Mango Sticky Rice

This is, hands down, my biggest weakness when it comes to the Thai cuisine: the mango sticky rice! Like many desserts, I want it for breakfast, lunch, and dinner. Sometimes, I just want the mango sticky rice when I order Thai food, and nothing else. But when ordering Thai food, it’s a hit-or-miss on the dessert being freshly made…and if you haven’t tried this dish, freshly prepared mango sticky rice is 10^2 times better! The exotic flavors of the coconut and mango are fresh and enticing, and the ingredients are so simple! I had to test it out in my own kitchen, and it was a win:

  • 1 1/2 cups uncooked short-grain white rice
  • 2 cups water
  • 1 1/2 cups coconut milk
  • 1 cup white sugar
  • 1/2 teaspoon salt  
  • 1/2 cup coconut milk
  • 1 tablespoon white sugar
  • 1/4 teaspoon salt
  • 3 mangos, peeled and sliced
  • 1 tablespoon toasted sesame seeds
  1. Combine the rice and water in a saucepan; bring to a boil; cover and reduce heat to low. Simmer until water is absorbed, 15 to 20 minutes.

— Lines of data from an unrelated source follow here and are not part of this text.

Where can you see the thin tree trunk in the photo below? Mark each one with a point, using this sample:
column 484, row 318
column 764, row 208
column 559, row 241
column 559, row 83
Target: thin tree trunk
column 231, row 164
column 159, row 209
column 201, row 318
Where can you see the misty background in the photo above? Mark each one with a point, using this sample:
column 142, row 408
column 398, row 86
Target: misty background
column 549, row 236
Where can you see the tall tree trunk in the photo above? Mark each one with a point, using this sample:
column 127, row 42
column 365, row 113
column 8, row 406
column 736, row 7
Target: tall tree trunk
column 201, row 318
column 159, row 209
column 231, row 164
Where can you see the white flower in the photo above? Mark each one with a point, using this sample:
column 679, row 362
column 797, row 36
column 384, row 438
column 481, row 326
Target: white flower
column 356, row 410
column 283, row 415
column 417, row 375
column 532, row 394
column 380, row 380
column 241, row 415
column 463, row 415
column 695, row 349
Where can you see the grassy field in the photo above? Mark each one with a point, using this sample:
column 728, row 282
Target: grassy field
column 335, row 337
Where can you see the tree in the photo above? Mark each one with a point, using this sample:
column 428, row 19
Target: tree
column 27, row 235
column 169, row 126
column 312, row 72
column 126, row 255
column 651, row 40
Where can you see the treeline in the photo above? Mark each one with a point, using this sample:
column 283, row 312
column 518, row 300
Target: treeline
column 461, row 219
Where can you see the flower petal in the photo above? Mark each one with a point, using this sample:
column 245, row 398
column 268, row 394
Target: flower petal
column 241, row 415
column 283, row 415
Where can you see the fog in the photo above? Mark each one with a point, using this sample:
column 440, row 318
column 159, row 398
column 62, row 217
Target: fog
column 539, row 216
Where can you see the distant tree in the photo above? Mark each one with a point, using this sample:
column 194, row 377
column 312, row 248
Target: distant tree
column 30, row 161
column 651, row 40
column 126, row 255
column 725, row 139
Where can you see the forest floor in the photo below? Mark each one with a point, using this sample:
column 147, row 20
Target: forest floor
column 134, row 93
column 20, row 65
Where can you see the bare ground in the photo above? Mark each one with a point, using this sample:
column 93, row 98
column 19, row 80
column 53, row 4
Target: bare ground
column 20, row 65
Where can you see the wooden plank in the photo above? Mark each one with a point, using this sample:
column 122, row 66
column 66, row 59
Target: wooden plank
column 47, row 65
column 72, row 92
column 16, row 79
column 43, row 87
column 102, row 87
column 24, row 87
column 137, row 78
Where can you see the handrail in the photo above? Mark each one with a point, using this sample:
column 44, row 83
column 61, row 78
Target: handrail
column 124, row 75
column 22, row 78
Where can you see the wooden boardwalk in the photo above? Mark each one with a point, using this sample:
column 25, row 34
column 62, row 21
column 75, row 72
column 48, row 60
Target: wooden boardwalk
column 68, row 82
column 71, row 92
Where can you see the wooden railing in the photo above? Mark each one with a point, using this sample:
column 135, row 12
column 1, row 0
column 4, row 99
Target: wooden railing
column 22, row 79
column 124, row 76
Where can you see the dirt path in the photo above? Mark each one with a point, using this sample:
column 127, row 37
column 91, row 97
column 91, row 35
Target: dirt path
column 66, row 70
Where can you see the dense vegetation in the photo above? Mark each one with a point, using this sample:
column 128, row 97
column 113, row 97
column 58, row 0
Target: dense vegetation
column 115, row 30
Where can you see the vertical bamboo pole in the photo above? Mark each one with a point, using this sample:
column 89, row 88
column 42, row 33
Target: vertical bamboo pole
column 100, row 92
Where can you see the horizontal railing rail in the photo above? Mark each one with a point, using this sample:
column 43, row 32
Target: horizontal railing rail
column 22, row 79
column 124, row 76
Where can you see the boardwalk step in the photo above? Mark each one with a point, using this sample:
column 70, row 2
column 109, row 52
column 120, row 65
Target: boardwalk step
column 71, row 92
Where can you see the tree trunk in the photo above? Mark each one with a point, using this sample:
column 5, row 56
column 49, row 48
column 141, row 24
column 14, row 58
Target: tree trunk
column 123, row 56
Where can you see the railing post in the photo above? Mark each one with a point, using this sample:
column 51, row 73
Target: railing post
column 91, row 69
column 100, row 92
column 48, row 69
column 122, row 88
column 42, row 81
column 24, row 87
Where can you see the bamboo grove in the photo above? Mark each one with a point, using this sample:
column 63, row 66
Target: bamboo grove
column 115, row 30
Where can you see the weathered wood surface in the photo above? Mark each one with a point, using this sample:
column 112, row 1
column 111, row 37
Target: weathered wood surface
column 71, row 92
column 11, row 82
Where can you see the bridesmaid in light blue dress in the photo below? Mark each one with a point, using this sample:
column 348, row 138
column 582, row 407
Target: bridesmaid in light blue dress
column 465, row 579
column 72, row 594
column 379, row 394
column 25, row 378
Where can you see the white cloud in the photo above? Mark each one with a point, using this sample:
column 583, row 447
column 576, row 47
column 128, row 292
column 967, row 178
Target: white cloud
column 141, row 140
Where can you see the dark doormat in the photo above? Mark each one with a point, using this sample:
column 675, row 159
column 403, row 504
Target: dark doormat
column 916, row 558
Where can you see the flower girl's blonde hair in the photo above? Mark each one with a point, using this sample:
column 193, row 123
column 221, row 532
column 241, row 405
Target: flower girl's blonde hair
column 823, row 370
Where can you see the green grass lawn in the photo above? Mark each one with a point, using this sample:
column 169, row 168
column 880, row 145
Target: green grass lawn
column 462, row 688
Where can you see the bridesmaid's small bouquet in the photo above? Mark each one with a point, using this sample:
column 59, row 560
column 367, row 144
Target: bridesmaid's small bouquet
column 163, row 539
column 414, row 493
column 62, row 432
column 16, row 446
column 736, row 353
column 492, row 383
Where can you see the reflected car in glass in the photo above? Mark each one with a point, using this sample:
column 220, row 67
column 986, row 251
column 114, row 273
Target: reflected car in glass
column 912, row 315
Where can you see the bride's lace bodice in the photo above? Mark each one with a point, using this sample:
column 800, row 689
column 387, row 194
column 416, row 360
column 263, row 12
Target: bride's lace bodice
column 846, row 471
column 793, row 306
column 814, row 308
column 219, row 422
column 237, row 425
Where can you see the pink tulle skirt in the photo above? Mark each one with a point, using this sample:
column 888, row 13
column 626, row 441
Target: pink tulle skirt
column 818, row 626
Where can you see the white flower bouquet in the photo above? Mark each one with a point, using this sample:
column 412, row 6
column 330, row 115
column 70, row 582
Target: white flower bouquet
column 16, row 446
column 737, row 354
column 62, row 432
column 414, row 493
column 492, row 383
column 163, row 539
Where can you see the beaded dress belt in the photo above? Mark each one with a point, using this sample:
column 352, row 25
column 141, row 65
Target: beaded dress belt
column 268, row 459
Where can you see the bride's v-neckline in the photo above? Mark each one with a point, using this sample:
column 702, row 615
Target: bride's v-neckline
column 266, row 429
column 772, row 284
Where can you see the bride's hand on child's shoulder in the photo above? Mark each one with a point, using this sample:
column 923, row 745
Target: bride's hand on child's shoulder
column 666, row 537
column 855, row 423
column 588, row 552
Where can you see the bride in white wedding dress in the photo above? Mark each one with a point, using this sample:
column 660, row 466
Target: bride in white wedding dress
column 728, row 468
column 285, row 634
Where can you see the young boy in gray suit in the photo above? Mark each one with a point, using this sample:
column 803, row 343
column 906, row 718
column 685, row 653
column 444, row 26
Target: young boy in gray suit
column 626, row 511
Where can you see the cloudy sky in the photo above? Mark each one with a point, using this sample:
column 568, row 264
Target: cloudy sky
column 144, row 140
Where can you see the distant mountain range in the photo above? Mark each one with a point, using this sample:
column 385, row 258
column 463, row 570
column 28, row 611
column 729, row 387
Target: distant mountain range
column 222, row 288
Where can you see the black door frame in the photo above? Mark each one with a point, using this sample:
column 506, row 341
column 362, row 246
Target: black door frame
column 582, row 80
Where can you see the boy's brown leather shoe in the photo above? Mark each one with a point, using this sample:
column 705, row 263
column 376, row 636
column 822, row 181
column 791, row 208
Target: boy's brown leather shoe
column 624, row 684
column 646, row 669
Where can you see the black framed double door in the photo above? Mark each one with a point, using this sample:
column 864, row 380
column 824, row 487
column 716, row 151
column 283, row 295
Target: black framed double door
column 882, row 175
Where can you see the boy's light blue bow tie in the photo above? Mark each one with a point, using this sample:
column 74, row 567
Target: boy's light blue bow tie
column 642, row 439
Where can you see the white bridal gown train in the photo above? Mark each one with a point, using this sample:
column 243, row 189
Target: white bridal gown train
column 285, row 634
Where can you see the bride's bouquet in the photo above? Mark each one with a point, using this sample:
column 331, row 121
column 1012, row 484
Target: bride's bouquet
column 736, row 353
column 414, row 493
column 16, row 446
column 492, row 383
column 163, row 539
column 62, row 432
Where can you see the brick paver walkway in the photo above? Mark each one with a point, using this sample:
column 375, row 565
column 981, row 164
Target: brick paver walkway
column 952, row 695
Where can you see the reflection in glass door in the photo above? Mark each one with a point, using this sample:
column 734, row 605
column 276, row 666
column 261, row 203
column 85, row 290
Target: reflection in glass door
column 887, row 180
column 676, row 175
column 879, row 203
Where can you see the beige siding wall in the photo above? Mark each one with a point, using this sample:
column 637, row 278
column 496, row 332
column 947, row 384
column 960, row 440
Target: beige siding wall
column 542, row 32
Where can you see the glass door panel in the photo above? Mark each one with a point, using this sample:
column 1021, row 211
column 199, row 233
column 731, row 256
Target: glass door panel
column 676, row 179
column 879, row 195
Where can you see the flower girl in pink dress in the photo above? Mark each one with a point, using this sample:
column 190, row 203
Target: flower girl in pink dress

  2. While the rice cooks, mix together 1 1/2 cups coconut milk, 1 cup sugar, and 1/2 teaspoon salt in a saucepan over medium heat; bring to a boil; remove from heat and set aside. Stir the cooked rice into the coconut milk mixture; cover. Allow to cool for 1 hour.
  3. Make a sauce by mixing together 1/2 cup coconut milk, 1 tablespoon sugar, and 1/4 teaspoon salt in a saucepan; bring to a boil.
  4. Place the sticky rice on a serving dish. Arrange the mangos on top of the rice. Pour the remaining coconut milk over the mangos and rice. Sprinkle with sesame seeds.